La violencia contra la mujer tiene que dejar de ser un asunto privado, algo intrafamiliar, para transformarse en un ministerio más de nuestras comunidades de fe. Las consecuencias de ignorar esta arista en nuestra vocación de servicio sería un pecado que haría clamar a las profetas y los profetas de nuestros tiempos y del futuro: “Comenzaron a pecar en Guibeá y no han dejado de hacerlo”.

Dios habla a su pueblo y nos dice: Tienen que hacer algo. Tienen que hablar, tienen que denunciar.

Además, tenemos que educar a nuestras comunidades acerca de este tema, tenemos que mostrar la cara fea de nuestra realidad si realmente queremos transformarla porque es nuestra responsabilidad. De la misma forma que tenemos que propiciar espacios de intercesión es necesario desenmascarar la violencia, llamarla por su nombre y encontrar alternativas para ofrecer caminos hacia el crecimiento de una cultura de paz en las relaciones interpersonales y en las relaciones con el resto de la Creación.
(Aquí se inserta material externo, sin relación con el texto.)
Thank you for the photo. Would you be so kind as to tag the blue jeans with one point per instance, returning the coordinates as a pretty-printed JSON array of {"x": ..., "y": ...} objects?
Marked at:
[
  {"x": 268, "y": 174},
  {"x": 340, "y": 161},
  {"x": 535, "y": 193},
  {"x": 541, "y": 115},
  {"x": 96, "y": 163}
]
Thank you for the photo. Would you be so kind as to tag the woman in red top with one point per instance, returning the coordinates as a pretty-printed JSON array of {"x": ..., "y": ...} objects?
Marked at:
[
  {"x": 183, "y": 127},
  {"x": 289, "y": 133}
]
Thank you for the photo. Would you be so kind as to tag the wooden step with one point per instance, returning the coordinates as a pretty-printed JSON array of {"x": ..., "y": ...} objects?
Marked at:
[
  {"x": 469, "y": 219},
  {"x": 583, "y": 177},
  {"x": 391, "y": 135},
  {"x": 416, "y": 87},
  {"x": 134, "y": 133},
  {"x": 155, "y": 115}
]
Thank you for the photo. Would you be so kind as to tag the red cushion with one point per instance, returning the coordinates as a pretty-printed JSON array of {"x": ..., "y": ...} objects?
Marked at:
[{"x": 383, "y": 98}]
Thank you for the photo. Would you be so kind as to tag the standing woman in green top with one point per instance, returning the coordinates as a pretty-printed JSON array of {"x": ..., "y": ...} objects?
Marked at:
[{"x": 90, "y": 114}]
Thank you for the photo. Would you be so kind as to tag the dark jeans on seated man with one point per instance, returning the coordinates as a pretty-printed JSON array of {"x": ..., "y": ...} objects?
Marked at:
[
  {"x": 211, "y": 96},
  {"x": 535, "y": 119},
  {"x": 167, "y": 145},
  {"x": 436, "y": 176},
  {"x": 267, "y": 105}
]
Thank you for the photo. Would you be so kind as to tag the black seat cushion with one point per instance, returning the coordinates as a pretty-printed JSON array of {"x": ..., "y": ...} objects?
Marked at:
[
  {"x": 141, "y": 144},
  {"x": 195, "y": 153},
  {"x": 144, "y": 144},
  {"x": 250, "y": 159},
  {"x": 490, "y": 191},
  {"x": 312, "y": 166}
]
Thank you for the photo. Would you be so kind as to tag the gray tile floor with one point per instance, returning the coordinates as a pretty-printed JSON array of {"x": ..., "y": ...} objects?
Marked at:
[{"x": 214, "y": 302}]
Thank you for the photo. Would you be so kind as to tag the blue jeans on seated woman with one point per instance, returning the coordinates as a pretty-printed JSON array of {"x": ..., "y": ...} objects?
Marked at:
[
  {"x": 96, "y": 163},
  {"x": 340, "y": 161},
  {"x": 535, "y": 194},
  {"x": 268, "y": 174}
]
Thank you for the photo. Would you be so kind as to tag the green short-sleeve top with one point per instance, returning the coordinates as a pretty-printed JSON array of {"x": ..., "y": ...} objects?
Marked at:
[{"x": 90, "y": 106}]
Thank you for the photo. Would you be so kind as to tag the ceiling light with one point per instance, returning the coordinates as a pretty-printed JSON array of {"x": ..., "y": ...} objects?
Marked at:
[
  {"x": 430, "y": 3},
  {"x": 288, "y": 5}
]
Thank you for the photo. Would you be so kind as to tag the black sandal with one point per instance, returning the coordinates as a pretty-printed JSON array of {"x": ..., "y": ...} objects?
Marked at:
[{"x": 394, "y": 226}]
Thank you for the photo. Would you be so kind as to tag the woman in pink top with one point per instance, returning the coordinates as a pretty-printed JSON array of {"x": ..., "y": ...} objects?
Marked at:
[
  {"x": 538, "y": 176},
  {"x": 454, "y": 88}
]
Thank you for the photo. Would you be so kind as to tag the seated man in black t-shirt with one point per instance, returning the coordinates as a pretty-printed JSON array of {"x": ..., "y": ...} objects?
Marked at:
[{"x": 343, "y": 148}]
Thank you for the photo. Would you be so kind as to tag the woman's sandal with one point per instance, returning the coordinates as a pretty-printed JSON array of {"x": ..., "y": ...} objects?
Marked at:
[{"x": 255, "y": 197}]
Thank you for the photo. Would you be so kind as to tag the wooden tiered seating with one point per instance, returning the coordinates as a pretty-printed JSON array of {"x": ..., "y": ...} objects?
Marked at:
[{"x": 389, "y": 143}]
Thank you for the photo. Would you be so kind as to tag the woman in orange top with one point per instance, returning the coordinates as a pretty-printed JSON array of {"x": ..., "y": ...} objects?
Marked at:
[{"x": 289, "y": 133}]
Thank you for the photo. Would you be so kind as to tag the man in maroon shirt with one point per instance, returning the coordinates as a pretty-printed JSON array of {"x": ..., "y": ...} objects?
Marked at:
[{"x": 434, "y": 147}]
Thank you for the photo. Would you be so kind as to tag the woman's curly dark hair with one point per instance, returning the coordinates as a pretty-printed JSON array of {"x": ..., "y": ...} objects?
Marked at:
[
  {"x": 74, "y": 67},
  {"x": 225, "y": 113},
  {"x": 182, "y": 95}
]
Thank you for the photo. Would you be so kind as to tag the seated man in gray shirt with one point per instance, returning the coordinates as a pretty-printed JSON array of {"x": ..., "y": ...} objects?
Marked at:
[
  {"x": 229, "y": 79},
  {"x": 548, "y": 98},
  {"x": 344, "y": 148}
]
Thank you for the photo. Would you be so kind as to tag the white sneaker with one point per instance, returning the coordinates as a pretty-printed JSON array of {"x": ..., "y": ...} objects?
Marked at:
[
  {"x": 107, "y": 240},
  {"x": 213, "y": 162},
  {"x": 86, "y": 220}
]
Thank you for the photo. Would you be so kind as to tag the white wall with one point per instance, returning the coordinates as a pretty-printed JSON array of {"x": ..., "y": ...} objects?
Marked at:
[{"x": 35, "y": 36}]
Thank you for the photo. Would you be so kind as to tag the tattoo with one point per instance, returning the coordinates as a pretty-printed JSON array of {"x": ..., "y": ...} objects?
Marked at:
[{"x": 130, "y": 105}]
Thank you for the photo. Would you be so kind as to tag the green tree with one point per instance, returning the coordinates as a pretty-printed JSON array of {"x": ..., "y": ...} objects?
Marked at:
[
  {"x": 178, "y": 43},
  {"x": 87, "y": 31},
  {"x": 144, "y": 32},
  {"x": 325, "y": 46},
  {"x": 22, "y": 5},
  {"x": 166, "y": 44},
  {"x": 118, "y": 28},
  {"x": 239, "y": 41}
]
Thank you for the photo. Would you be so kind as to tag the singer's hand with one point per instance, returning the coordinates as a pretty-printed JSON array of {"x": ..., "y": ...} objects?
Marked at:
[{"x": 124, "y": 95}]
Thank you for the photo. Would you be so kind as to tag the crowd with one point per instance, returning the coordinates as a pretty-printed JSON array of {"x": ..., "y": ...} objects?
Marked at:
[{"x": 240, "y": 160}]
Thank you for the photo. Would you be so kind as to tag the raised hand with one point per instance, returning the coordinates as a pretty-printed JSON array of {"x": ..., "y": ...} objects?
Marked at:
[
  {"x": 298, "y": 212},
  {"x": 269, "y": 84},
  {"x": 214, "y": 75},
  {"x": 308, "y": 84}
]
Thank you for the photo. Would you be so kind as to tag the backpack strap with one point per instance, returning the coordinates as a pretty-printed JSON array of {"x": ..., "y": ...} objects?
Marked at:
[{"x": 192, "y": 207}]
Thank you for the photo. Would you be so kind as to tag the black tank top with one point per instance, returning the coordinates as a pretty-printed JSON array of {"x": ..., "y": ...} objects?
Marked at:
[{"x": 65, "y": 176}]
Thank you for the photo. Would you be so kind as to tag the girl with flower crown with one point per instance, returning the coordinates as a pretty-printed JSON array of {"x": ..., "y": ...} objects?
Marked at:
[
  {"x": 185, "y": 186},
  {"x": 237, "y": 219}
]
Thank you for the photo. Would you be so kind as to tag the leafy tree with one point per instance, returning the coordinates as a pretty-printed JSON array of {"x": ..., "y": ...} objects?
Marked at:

En la medida que nos percatemos que la violencia se aprende y que tanto la familia como la iglesia pueden convertirse en la principal fuente de aprendizaje, que en general es algo que aprendemos socialmente y que no surge de manera espontánea; que es una realidad que ocurre en muchísimos grupos humanos de todo el mundo y que tenemos el deber de denunciarla y transformarla; sólo entonces podremos convertirnos en agentes de cambio, en anunciadoras de esperanza, en proclamadoras del Reinado de Dios que es justicia y paz.

Renovemos nuestro compromiso, aquí y ahora, de reivindicar la vida de esta mujer sin nombre, sin rostro y sin voz, que como muchas hoy en el mundo esperan que alguien les tienda la mano para levantarse como seres humanos en toda su dignidad.

Pido un tiempo de silencio para todas ellas, por las que sufren violencia, por las que portan el VIH y las que ya están enfermas; por la mujer del levita y todas las que en su tiempo esperaron el respeto de sus compañeros. Si quieren nombrar alguna en voz alta pueden hacerlo, tal vez así, providencialmente también pongamos nombre a esta y tantas otras que han quedado olvidadas y silenciadas por no tener ni siquiera eso: un nombre… (un momento de silencio).

Hermanas y hermanos: ¡Tenemos que hacer algo!
Amén.

Sermón de la reverenda Dora Arce en el culto conmemorativo por el Día Internacional de lucha contra la violencia hacia la mujer, celebrado en la Iglesia Bautista Ebenezer, de Marianao, como parte del II Encuentro Nacional del Programa Mujer y Género del Consejo de Iglesias de Cuba.